Invitiamo tutti i parlamentari, di Senato e Camera, di tutti i partiti, i presidenti di Regione, le associazioni impegnate nella difesa dei diritti civili, a un momento di riflessione collettiva. Il tema del fine vita è una questione che tocca profondamente la vita di tutti noi, al di là delle appartenenze politiche e delle convinzioni personali. Si tratta di un argomento che investe la sfera della dignità, della libertà individuale e del diritto all’autodeterminazione. La discussione in Parlamento va avanti da tempo, e in Senato sta lavorando un comitato ristretto per fare sintesi tra le varie proposte di legge depositate. Nel frattempo le Regioni procedono in ordine sparso dilatando i tempi di verifica delle condizioni della persona malata, in molti Tribunali sono in corso processi scaturiti dalle disobbedienze civili degli attivisti che hanno accompagnato in Svizzera persone come Sibilla Barbieri. Lei per esempio è potuta arrivare a Zurigo solo grazie a suo figlio Vittorio e Marco Perduca dell’Associazione Soccorso Civile. Al rientro in Italia Vittorio e Marco si sono autodenunciati e sono ora in attesa di sapere se saranno rinviati a giudizio per istigazione e aiuto al suicidio, rischiando fino a 12 anni di carcere. I tanti casi analoghi a quello Barbieri hanno spinto alcune Regioni ad avviare un percorso legislativo autonomo per l’organizzazione delle verifiche e i tempi di risposta del Servizio sanitario regionale, in attesa di una legge nazionale.
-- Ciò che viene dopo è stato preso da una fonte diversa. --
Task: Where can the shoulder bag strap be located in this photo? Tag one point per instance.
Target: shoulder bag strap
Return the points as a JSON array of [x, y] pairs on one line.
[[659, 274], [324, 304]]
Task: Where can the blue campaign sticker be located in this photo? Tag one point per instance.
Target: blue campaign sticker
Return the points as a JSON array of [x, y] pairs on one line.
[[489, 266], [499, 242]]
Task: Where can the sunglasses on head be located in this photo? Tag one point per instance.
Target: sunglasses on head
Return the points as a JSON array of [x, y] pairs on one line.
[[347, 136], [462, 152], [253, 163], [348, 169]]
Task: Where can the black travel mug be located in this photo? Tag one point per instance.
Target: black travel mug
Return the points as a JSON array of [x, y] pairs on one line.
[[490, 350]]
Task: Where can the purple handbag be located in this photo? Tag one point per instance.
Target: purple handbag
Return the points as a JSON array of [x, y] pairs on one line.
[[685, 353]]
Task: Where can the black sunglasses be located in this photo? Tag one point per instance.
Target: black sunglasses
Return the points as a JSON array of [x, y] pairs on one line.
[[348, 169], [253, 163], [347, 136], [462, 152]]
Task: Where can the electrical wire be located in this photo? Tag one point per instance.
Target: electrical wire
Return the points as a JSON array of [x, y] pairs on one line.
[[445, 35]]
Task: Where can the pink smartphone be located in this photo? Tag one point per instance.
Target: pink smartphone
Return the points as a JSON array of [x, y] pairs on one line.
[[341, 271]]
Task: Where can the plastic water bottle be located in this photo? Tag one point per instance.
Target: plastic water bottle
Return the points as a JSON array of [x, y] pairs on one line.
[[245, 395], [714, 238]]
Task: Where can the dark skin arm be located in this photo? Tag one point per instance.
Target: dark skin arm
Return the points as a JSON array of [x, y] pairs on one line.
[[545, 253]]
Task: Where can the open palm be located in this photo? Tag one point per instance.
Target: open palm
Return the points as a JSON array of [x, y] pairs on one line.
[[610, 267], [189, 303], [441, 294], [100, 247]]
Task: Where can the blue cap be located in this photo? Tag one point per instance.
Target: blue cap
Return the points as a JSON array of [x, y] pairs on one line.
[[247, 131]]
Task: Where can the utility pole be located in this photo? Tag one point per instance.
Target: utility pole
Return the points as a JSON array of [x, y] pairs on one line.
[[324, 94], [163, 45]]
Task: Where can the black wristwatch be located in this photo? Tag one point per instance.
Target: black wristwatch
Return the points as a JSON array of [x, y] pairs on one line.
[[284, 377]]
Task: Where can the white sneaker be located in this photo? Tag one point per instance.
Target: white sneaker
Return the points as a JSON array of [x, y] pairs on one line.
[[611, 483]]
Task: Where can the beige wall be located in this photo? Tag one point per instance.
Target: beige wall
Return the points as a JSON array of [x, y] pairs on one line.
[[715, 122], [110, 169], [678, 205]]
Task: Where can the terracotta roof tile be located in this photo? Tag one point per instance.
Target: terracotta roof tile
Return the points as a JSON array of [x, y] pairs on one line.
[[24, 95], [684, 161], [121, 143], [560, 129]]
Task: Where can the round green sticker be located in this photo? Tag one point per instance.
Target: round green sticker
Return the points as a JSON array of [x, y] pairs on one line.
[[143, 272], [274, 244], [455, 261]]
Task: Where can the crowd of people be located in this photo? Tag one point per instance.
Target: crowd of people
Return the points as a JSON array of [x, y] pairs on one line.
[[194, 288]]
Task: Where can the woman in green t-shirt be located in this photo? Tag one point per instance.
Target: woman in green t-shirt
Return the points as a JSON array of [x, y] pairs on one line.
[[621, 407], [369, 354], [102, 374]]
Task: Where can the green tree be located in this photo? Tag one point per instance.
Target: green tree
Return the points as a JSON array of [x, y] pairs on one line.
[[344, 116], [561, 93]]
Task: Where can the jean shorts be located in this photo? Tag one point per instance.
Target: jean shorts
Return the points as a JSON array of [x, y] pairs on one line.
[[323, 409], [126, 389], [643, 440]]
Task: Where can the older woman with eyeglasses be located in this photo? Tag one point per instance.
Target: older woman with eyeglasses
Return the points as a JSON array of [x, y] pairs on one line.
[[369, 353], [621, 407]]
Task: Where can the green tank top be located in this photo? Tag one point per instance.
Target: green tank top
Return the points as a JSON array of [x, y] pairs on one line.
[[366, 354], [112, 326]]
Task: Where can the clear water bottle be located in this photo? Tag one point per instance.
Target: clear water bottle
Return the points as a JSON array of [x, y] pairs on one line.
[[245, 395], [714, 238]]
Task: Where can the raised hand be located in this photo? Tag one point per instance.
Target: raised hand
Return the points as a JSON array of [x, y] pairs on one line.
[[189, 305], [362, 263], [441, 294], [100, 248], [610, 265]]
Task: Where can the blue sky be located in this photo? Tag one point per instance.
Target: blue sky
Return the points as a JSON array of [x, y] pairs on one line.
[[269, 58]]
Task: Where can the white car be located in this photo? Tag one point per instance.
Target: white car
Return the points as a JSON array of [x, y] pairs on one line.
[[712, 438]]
Come la Toscana che l’11 febbraio scorso ha approvato una proposta di legge per regolamentare il suicidio assistito. Sibilla Barbieri era una malata oncologica, molti pazienti oncologici si vedono respingere le loro richieste di accesso all’aiuto al suicidio nonostante abbiano una prognosi infausta breve. La pronuncia della Corte ha chiarito la necessità di un quadro normativo che garantisca a ogni cittadino il diritto di scegliere, in piena consapevolezza e libertà, il proprio percorso di fine vita.